The British government showed it was already looking beyond Brexit on Tuesday with its controversial announcement that a third runway will be built at London's Heathrow Airport.

Calling the decision "truly momentous", British transport secretary Chris Grayling said the government's choice of Heathrow for expansion was "about saying Britain is open for business post [Brexit] referendum".

For a decade, the government has been considered possible ways - many of them unpopular with the public - of easing air traffic congestion into and out of London. A third runway at Heathrow had been one of the possibilities, along with a second runway at Gatwick, another London airport.

Both airports are international but while Gatwick is mostly a hub for short-haul European business travellers, Heathrow fields passenger and cargo traffic from around the world.
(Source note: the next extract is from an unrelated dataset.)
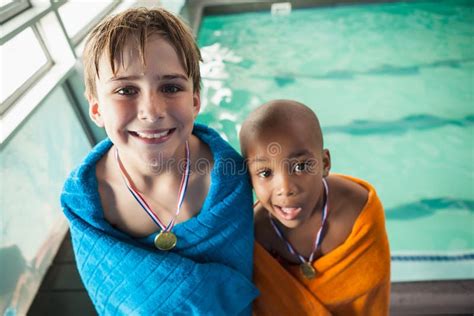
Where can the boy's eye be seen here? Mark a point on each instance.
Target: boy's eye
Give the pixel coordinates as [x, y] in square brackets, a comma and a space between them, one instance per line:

The two airports had been tussling publicly over their bids. As recently as Sunday, newspapers in Britain were filled with advertisements published by Gatwick with the slogan: "Obviously."

Gatwick had claimed its second runway would only cost £7.1 billion (Dh31.6bn), far less than the projected cost of Heathrow's third runway - £17.6bn. A second runway at Gatwick would have also involved the loss of fewer homes in the vicinity of the airport.

If Gatwick had won the bid, it would have seen its passenger traffic jump to 82 million travellers each year by 2050, compared with 42 million now. Heathrow currently processes 75 million passengers a year, a number expected to increase to 138 million by 2050.

The choice of Heathrow wasn't inevitable, John Strickland, the director of JLS Consulting, a London-based aviation consulting firm, told The National. "But it is the option most supported by the airline industry as it offers both the critical mass of traffic, the ability to attract connecting traffic, and more profitable business customers."

But it was Heathrow's global reach that seems to have swung the decision in its favour.

Earlier this month, Howard Davies, who chaired an independent commission to evaluate the various airport expansion plans for the government, told the BBC: "My own view is that after Brexit the case for Heathrow is stronger because Heathrow is the airport which links the UK to markets outside Europe."

Mr Davies' commission recommended in July last year that the government add a runway to Heathrow, and he said that developments since then, including Britain's vote to leave the European Union, "reinforced in me the view that my conclusion then was the right one".

Since the June referendum, Mr Strickland added, enlarging Heathrow has become "important to the development of new routes in the London market and to ensuring their long-term viability".